If the Supreme Court’s decision against affirmative action policies in publicly funded schools holds, it will likely lead to less acceptance rates for POCs at the nation’s top universities — which will also lead to more POCs looking to other universities with higher acceptance rates. But is this really all a bad thing?
No doubt the futures of many prospective POC students looking to get into these universities will be negatively affected, and that is not good. But if it also helps to highlight the extreme racial and economic disparities and further motivates people to do more about it, then that is a good thing.

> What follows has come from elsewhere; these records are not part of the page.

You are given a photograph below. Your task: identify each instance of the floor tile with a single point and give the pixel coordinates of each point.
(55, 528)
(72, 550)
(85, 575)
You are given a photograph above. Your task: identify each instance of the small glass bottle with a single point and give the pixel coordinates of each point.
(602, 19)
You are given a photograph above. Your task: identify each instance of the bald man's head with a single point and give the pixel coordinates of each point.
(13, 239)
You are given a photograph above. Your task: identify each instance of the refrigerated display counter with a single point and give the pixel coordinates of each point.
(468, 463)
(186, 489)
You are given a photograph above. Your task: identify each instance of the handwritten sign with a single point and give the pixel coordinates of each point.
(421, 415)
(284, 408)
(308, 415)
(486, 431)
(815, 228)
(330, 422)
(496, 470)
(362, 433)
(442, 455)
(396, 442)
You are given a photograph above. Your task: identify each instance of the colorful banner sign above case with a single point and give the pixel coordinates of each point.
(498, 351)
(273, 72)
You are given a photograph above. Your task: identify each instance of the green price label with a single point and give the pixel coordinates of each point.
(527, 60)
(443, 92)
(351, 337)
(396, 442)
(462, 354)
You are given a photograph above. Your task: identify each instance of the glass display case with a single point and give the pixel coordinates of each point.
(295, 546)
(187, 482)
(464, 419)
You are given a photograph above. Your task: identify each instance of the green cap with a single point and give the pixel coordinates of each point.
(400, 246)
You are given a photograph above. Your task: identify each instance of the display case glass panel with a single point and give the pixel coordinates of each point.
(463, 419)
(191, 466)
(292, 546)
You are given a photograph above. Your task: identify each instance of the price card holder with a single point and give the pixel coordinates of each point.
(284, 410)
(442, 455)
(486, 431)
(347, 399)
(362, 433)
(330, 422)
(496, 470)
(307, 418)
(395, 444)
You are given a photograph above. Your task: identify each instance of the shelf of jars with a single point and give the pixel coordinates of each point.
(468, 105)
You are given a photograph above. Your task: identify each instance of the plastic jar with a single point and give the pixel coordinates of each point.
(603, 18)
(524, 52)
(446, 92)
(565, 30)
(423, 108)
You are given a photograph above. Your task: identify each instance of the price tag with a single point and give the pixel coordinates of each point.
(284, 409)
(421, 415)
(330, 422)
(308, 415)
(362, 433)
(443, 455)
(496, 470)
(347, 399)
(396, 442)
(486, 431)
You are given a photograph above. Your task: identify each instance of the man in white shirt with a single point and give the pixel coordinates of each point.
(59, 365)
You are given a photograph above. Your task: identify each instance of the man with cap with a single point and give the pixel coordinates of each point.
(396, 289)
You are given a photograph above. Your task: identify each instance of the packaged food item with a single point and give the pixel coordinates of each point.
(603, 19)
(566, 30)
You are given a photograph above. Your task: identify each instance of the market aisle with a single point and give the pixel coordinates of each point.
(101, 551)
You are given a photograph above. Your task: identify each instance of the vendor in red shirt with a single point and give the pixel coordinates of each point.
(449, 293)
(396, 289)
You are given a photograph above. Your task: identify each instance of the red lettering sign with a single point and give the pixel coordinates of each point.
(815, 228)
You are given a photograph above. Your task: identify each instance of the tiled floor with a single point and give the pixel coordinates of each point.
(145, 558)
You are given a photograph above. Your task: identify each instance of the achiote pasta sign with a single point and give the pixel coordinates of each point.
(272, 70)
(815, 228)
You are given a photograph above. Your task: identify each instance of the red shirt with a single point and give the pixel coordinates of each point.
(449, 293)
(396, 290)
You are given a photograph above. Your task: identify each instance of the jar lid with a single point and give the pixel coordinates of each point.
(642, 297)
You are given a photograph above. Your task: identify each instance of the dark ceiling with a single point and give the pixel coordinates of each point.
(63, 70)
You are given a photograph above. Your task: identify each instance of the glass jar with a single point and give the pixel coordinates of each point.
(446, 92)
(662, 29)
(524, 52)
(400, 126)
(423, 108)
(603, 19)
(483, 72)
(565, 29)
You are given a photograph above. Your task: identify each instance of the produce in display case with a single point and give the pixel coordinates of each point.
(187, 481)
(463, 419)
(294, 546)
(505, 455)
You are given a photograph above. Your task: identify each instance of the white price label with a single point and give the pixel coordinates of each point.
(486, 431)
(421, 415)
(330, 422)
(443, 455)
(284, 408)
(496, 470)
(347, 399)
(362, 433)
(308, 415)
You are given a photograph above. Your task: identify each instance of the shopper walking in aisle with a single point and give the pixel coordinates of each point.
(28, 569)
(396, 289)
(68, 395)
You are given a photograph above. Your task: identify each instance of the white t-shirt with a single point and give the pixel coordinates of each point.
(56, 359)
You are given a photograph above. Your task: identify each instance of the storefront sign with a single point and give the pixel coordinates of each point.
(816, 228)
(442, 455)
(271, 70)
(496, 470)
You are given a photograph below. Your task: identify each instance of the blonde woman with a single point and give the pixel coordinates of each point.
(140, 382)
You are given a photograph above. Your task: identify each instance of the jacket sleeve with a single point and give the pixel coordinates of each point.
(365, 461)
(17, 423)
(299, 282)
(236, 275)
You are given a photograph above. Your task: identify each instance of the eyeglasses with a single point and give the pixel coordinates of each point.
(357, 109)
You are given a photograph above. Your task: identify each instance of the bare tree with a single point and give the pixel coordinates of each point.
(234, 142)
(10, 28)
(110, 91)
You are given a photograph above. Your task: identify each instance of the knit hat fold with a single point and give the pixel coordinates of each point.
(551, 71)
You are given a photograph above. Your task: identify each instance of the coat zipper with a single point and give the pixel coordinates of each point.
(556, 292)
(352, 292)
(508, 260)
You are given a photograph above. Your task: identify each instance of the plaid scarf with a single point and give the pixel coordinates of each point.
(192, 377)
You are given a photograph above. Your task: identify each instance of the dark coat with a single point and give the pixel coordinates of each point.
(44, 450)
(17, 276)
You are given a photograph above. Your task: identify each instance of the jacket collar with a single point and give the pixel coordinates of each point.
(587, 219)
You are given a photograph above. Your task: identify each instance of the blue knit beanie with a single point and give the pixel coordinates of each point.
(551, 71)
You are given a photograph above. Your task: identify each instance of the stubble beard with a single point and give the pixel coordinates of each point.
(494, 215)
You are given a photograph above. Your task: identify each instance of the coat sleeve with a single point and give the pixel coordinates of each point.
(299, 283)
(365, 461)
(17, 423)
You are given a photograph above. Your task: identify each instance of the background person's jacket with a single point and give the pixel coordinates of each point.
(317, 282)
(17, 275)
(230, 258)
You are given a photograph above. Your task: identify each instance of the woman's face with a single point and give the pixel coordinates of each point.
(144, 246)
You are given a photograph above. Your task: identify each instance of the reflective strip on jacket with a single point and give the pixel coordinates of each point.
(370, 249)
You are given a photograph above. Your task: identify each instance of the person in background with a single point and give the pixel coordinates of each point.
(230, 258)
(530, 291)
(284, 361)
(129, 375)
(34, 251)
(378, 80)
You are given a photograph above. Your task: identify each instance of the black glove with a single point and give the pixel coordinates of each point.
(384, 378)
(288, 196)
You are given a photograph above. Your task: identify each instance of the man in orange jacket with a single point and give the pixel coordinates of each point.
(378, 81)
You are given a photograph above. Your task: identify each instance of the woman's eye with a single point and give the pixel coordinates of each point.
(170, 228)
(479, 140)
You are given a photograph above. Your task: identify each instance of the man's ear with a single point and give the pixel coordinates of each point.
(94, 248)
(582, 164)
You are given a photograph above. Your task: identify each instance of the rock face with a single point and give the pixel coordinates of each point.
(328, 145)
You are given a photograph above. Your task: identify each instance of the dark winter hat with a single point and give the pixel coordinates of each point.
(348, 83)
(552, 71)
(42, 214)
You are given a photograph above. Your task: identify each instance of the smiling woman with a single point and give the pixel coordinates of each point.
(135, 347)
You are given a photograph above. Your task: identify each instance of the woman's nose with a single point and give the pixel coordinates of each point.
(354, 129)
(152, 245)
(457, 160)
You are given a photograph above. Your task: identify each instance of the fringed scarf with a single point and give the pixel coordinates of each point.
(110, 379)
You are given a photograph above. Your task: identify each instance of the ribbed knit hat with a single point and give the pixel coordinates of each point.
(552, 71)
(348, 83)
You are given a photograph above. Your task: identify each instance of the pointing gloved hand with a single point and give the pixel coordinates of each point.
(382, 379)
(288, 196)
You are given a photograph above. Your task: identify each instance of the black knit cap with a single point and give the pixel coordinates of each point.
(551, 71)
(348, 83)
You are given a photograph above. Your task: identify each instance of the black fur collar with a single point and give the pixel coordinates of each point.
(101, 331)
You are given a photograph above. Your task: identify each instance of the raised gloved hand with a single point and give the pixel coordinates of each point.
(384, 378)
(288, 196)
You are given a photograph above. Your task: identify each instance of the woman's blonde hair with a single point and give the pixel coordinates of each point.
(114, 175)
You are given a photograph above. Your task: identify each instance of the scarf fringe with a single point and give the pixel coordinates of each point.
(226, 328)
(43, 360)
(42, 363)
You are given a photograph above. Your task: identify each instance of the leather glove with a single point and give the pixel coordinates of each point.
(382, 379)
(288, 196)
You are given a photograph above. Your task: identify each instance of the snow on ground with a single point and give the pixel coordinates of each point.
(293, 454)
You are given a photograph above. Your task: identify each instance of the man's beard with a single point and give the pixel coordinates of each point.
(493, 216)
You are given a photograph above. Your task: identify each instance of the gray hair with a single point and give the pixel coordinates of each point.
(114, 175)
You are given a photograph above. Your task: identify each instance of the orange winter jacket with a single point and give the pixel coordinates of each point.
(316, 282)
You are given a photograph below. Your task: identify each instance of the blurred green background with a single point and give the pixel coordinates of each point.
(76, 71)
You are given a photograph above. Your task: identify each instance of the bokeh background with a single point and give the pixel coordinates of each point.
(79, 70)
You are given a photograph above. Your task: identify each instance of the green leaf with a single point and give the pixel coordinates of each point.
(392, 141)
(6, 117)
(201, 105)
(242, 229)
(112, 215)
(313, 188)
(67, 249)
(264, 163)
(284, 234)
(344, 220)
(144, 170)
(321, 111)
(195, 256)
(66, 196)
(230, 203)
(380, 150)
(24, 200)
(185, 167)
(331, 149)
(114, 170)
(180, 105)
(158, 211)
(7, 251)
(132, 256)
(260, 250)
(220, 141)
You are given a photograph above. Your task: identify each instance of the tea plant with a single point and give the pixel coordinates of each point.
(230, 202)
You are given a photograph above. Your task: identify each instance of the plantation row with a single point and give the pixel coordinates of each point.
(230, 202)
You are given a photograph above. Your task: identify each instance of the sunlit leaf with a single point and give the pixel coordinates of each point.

Enacting affirmative action programs in the nation’s elitist institutions is akin to using a beautiful painting to cover up a massive hole in the wall; it may look nice but it doesn’t do anything to fix the structural issues. On the contrary, it actually obscures the source of the problem. At least in this context there is no beautiful painting and we all get to see the massive ugly hole for exactly what it is.
It’s beyond frustrating, that in 2023, we still struggle to protect the most basic civil rights reforms, enacted years before many of us were even born, but the pushback against affirmative action also presents a unique opportunity. An opportunity that if harnessed correctly could help in dismantling the mythology of the Ivy League and it’s longtime global dominance over the education system. This is crucial to the overall fight against white supremacy as many of these universities have played a critical role in the furtherance of global American hegemony, white supremacy and imperialism.
Dismantling said structures cannot solely be done with affirmative action policies that favor the most affluent and elite minority groups. It requires a radical review and to re-approach how we distribute wealth, power and knowledge within our society.
So long as that wealth, power and knowledge is hoarded and locked behind closed gates by those who only wish to profit from it, the number of POCs, women, and others that are allowed beyond the gates matters none.